L’infiltration médullaire se traduit par une pancytopénie avec anémie, thrombocytopénie et neutropénie survenant de manière concomitante.

L’atteinte pulmonaire se manifeste par des infiltrats interstitiels, des kystes et un pneumothorax, et peut évoluer vers une insuffisance respiratoire dans les cas sévères.

L’atteinte ganglionnaire provoque une lymphadénopathie généralisée.

Les lésions osseuses se présentent sous forme de lacunes ostéolytiques, bien que l’atteinte osseuse isolée soit moins caractéristique de cette forme par rapport aux autres sous-types d’HCL.

Diagnostic

Le diagnostic nécessite une biopsie avec confirmation histopathologique. Les critères diagnostiques comprennent les éléments suivants :

En microscopie optique, on observe les noyaux encochés caractéristiques en grain de café des cellules de Langerhans, associés à un cytoplasme abondant et pâle, ainsi que des éosinophiles occasionnels en arrière-plan.

En immunohistochimie, on met en évidence une positivité pour CD1a, CD207 (Langerine) et S-100. La positivité pour CD1a et la Langerine est considérée comme suffisante pour confirmer le diagnostic dans la pratique actuelle.

En microscopie électronique, on peut identifier les granules de Birbeck — des organites cytoplasmiques en forme de raquette de tennis pathognomoniques des cellules de Langerhans — bien que cela ne soit plus jugé indispensable compte tenu de la large disponibilité de l’immunomarquage à la Langerine.

L’analyse de la mutation BRAF V600E est désormais une pratique standard tant pour la confirmation diagnostique que pour la planification thérapeutique.

Traitement

La maladie nécessite une chimiothérapie systémique. Les protocoles standards actuels comprennent les options suivantes :

La combinaison vindblastine et prednisolone constitue le traitement de première ligne et est administrée dans le cadre des protocoles internationaux LCH-III et LCH-IV.

La combinaison cytarabine et cladribine (2-CDA) est utilisée dans les cas avec atteinte du système nerveux central ou chez les patients ne répondant pas au traitement de première ligne.

Les inhibiteurs de BRAF (vémurafénib, dabrafénib) ont démontré des résultats prometteurs dans les cas réfractaires BRAF V600E positifs et sont de plus en plus intégrés à la pratique clinique dans le cadre d’essais en cours.

La transplantation allogénique de cellules souches hématopoïétiques est envisagée dans les cas à haut risque, en rechute ou réfractaires pour lesquels la chimiothérapie conventionnelle a échoué.

Pronostic

Le pronostic varie considérablement selon le groupe de risque et la réponse au traitement. La mortalité reste élevée dans les cas impliquant des organes à risque — à savoir le foie, la rate et la moelle osseuse.
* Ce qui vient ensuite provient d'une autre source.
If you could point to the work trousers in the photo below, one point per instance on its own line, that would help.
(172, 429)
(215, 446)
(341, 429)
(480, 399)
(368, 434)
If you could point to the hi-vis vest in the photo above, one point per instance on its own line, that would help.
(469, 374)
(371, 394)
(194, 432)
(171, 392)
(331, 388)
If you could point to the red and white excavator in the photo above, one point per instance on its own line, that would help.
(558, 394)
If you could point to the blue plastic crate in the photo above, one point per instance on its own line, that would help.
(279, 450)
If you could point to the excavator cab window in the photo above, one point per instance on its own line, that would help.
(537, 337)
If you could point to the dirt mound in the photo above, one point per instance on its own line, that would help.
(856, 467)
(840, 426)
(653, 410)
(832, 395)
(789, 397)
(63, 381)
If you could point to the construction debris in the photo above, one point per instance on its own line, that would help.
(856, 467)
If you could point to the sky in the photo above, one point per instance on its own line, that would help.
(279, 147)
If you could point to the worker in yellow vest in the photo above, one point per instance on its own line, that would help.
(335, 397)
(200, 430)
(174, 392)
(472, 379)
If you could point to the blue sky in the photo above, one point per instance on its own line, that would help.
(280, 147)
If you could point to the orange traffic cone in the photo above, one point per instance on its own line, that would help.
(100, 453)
Chez les patients répondant au traitement, des séquelles à long terme telles que le diabète insipide, la neurodégénérescence et le retard de croissance peuvent se développer. Grâce au diagnostic précoce et aux protocoles thérapeutiques modernes, les taux de survie à cinq ans se sont considérablement améliorés au cours de la dernière décennie.